In my last post, I downloaded thounsands of images from Jiandan OOXX. (What a cool site!) When I was enjoying this amazing collection, I found there are many duplicate images. I don’t want my disk space wasted on duplicate images, so I need to figure out a way to deal with them.

Detecting duplication images is totally different from detecting duplicate normal files, because two same image may be in different formats, of different dimensions, have different sizes. Hash values can’t be relied to detect image duplications, other image features should be taken into consideration.

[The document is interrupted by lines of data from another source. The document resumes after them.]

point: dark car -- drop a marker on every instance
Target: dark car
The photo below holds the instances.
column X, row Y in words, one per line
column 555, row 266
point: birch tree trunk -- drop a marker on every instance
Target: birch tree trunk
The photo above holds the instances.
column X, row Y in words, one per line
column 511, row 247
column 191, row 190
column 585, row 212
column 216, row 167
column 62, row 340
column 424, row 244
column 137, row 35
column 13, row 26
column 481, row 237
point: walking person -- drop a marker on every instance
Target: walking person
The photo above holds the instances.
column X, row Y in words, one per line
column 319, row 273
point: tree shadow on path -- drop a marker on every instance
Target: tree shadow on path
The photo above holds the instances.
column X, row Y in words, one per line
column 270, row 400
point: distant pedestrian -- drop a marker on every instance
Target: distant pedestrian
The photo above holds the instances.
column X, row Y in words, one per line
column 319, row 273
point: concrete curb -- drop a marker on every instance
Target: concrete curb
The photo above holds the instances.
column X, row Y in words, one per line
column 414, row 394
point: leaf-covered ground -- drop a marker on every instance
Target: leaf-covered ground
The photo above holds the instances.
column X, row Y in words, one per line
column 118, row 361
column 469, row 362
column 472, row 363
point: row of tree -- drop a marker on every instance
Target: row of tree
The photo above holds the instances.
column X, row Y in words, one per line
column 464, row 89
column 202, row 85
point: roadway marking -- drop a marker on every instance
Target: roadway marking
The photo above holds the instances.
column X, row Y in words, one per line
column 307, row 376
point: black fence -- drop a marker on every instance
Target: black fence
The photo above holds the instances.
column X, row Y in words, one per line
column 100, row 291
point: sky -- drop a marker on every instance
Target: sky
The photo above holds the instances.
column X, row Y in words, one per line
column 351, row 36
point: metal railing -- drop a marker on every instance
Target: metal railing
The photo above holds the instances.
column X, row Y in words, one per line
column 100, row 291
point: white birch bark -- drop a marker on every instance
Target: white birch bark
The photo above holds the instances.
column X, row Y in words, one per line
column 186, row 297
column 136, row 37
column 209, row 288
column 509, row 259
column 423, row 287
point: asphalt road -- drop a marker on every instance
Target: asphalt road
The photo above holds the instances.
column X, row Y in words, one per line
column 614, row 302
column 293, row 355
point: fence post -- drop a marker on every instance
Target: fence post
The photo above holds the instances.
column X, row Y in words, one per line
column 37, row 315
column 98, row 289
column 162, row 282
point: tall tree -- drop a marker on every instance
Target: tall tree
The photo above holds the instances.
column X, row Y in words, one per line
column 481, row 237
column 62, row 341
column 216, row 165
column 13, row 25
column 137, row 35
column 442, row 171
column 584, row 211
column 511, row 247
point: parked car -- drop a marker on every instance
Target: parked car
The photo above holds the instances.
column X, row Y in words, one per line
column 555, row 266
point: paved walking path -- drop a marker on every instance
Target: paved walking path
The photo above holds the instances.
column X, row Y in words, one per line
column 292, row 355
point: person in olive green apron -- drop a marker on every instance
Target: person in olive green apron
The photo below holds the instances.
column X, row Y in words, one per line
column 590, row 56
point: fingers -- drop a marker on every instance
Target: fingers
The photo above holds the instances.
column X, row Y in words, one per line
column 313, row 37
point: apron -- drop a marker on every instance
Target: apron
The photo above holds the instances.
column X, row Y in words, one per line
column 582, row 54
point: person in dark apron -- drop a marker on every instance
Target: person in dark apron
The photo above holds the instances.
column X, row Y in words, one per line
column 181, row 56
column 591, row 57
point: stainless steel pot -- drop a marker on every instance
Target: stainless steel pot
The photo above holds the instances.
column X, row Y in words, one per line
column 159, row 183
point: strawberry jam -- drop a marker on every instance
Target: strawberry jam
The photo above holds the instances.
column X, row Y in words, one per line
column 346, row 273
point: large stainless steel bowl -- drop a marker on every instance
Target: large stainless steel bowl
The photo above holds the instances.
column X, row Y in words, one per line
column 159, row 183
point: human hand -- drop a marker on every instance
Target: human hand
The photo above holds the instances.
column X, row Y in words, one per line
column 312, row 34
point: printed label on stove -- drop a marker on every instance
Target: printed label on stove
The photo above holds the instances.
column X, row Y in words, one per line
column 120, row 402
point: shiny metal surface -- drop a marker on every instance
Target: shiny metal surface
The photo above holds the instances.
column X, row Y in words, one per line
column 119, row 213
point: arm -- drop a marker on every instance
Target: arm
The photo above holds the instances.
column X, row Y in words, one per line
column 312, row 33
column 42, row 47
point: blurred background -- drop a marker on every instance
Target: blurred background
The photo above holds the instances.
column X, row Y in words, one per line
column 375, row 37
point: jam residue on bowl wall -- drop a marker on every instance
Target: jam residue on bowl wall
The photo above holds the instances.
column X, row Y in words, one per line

First of all, I will introduce you a simple but effective method for detecting image duplicates: Perceptual Hash Algorithm. The basic idea is computing a fingerprint for each image and then comparing the fingerprints. If two fingerprints are the same or very close, the two images are probably duplicate to each other.

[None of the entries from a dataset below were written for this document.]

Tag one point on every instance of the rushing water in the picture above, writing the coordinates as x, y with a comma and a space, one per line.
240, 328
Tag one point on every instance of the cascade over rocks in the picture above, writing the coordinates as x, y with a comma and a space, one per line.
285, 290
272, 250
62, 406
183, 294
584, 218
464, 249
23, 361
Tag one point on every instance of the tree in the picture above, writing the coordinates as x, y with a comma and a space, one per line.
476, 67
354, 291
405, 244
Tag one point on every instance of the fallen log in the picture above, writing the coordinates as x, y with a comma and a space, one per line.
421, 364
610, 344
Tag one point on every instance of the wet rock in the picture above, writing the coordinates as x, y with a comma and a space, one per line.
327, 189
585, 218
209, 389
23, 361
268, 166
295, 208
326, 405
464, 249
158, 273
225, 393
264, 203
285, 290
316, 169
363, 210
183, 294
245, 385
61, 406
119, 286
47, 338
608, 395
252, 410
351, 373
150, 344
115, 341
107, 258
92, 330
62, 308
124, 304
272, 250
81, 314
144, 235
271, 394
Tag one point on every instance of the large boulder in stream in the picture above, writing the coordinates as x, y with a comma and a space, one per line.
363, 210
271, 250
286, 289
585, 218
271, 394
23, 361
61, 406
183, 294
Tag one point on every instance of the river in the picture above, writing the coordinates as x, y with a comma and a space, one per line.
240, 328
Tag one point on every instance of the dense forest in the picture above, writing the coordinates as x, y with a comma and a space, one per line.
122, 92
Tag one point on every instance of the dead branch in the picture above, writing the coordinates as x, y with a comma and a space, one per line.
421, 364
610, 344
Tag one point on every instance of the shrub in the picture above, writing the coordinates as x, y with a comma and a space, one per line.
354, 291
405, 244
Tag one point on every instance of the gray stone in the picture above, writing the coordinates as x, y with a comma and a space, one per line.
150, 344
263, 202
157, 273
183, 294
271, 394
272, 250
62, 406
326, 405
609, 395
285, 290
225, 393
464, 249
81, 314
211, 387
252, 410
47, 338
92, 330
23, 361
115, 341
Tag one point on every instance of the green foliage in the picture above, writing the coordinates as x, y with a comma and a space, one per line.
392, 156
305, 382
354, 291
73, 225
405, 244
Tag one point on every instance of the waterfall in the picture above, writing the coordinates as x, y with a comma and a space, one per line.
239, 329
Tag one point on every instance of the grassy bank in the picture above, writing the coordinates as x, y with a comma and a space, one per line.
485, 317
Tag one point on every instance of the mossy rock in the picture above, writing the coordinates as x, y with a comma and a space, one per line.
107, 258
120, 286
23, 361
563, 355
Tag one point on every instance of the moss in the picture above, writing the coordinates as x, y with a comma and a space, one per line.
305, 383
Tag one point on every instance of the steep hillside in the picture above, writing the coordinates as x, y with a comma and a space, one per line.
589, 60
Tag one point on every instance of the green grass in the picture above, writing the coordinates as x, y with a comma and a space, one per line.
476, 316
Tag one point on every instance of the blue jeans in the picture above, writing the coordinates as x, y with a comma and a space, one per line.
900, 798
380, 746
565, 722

I wrote a Python script to compare two image using this method (read the reference above if you want to understand it).

#!/usr/bin/python

import sys
from PIL import Image

def avhash(im):
    if not isinstance(im, Image.Image):
        im = Image.open(im)
    im = im.resize((8, 8), Image.ANTIALIAS).convert('L')
    avg = reduce(lambda x, y: x + y, im.getdata()) / 64.
    return reduce(lambda x, (y, z): x | (z << y),
                  enumerate(map(lambda i: 0 if i < avg else 1, im.getdata())),
                  0)

def hamming(h1, h2):
    h, d = 0, h1 ^ h2
    while d:
        h += 1
        d &= d - 1
    return h

if __name__ == '__main__':
    if len(sys.argv) != 3:
        print "Usage: %s img1 img2" % sys.argv[0]
    else:
        img1 = sys.argv[1]
        img2 = sys.argv[2]
        hash1 = avhash(img1)
        hash2 = avhash(img2)
        dist = hamming(hash1, hash2)
        print "hash(%s) = %d\nhash(%s) = %d\nhamming distance = %d\nsimilarity = %d%%" % (img1, hash1, img2, hash2, dist, (64 - dist) * 100 / 64)

And I grab some pictures on the internet.

They all have different formats, sizes and their pixels are slightly different from each other, except 2.png is an identical copy of 2.jpg. The comparing results:

$ ./imgcmp.py 1.jpg 2.jpg
hash(1.jpg) = 14933407633201104831
hash(2.jpg) = 14919930918911018815
hamming distance = 7
similarity = 89%

$ ./imgcmp.py 1.jpg 3.jpg
hash(1.jpg) = 14933407633201104831
hash(3.jpg) = 14933407633204774719
hamming distance = 3
similarity = 95%

$ ./imgcmp.py 2.jpg 3.jpg
hash(2.jpg) = 14919930918911018815
hash(3.jpg) = 14933407633204774719
hamming distance = 8
similarity = 87%

$ ./imgcmp.py 2.jpg 2.png
hash(2.jpg) = 14919930918911018815
hash(2.png) = 14919930918911018815
hamming distance = 0
similarity = 100%

Well, the results explain themselves.

Assume you have N images, firstly scan them and compute their fingerprints. If you take 100% similarity as duplicate (which suggests duplications have identical fingerprints), we can find all duplications in O (N) time. (This gist shows a possible solution.) If you define duplication as a similarity threshold (such as 90%), finding all duplications requires O (N * N) time (if you can improve this time bound, please let me know).

Congratulations if you read here! You definitely have a potentiality to become as ballache as me!